VI. The Treasure of God, P 8
8 There is no question but one you should ever ask of yourself;-“Do I want to know my Father’s Will for me?” He will not hide it. He has revealed it to me because I asked it of Him, and learned of what He had already given. Our function is to work together, because apart from each other we cannot function at all. The whole power of God’s Son lies in all of us, but not in any of us alone. God would not have us be alone because He does not will to be alone. That is why He created His Son, and gave him the power to create with Him. Our creations are as holy as we are, and we are the Sons of God Himself, as holy as He is. Through our creations we extend our love, and thus increase the joy of the Holy Trinity. You do not understand this, because you who are God’s Own treasure do not regard yourself as valuable. Given this belief, you cannot understand anything.
Oh my, this is such a different vision of me than I had this morning. I had a very strong ego backlash last night and I felt anything other than God’s own treasure. This morning I had an ego hangover and that didn’t help. I didn’t waste my time trying to figure out why I felt like that. Any story I came up with would be an effect of a belief, not the cause of my reaction.
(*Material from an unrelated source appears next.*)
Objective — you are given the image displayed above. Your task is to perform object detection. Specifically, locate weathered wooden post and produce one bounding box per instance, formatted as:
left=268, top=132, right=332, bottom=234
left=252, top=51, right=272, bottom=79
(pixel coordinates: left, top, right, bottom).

I know that I am waking up and the ego part of the mind wants to stay in the dream. That’s all that is happening, but even so, it is hard to hold onto the truth. I wasn’t going to do this work with Spirit this morning because I didn’t think I could, but of course, that is the most important time to work with Spirit, when I think I can’t.
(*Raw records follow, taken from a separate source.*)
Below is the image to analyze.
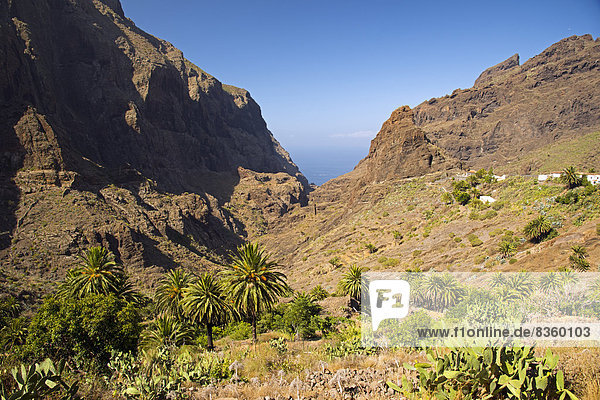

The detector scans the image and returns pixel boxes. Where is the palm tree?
[490,272,506,287]
[569,246,590,272]
[506,272,535,298]
[155,269,194,319]
[423,273,465,310]
[523,215,553,242]
[61,246,126,297]
[499,240,515,258]
[559,268,579,286]
[338,264,367,311]
[183,274,234,350]
[560,166,582,189]
[223,243,291,342]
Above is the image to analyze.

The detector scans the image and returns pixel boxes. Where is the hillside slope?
[0,0,309,294]
[259,35,600,290]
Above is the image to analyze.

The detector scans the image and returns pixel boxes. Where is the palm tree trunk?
[252,314,258,343]
[206,324,215,350]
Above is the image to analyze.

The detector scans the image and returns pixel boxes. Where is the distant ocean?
[286,147,369,186]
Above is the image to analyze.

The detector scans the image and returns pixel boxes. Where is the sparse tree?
[310,285,329,301]
[540,272,563,293]
[182,274,235,350]
[499,240,516,258]
[560,166,583,189]
[140,314,193,348]
[339,264,367,311]
[59,246,131,298]
[569,246,590,272]
[423,273,465,310]
[155,269,194,319]
[523,215,552,242]
[223,243,291,342]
An effect of ego resistance is often lethargy for me and I felt like going back to bed and going to sleep, but I had to get to work so I resisted. However, I felt very strongly to use a HemiSync meditation for sleep. It seemed crazy to me but I felt like I just had to do this. What happened is that as I completely relaxed and let go of everything, I opened to Spirit. I began by just saying the name of God knowing that when I do, the angels surround me.
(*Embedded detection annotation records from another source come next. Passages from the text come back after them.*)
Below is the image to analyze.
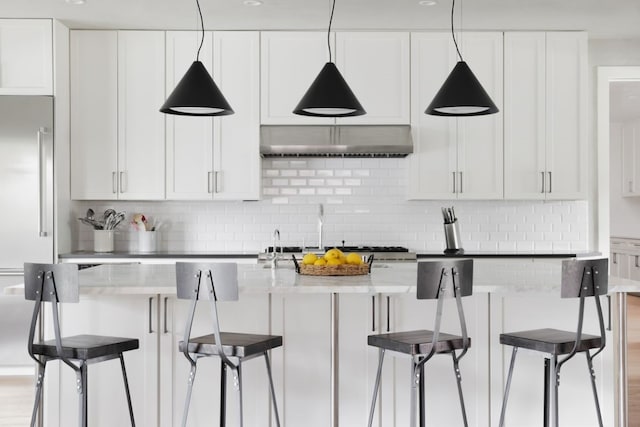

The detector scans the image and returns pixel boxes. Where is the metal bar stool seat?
[176,262,282,427]
[367,259,473,427]
[499,258,609,427]
[24,263,140,427]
In 30 minutes I felt to get up and was relieved to see that my mind was clear and I felt my normal happy self. It feels so comforting to know that I am not alone. When I need help, I receive it. All I have to do is open to the help. It is easier now for me to accept that I am not what I see in this world. This is an experience, not reality.
My reality is so different from this self that I am experiencing that I have to trust that what Jesus says is true. I don’t remember being holy. I don’t remember feeling like God’s holy Son. And I certainly don’t remember my creations. I don’t feel valuable. But I trust Jesus and there must be some memory in me, buried deeply, but still there. Otherwise why would I even trust that these words come from Jesus?
And yet, I do, and because I do, and because I practice what is given me to practice, I witness this incredible change as I awaken. This Course must be true because I have become a different person through doing it. Something fundamental is shifting in me and I am becoming aware of it. Maybe that is why the ego is pushing against it so hard. The part of the mind that thinks this world is a good idea must be seriously worried. It should be.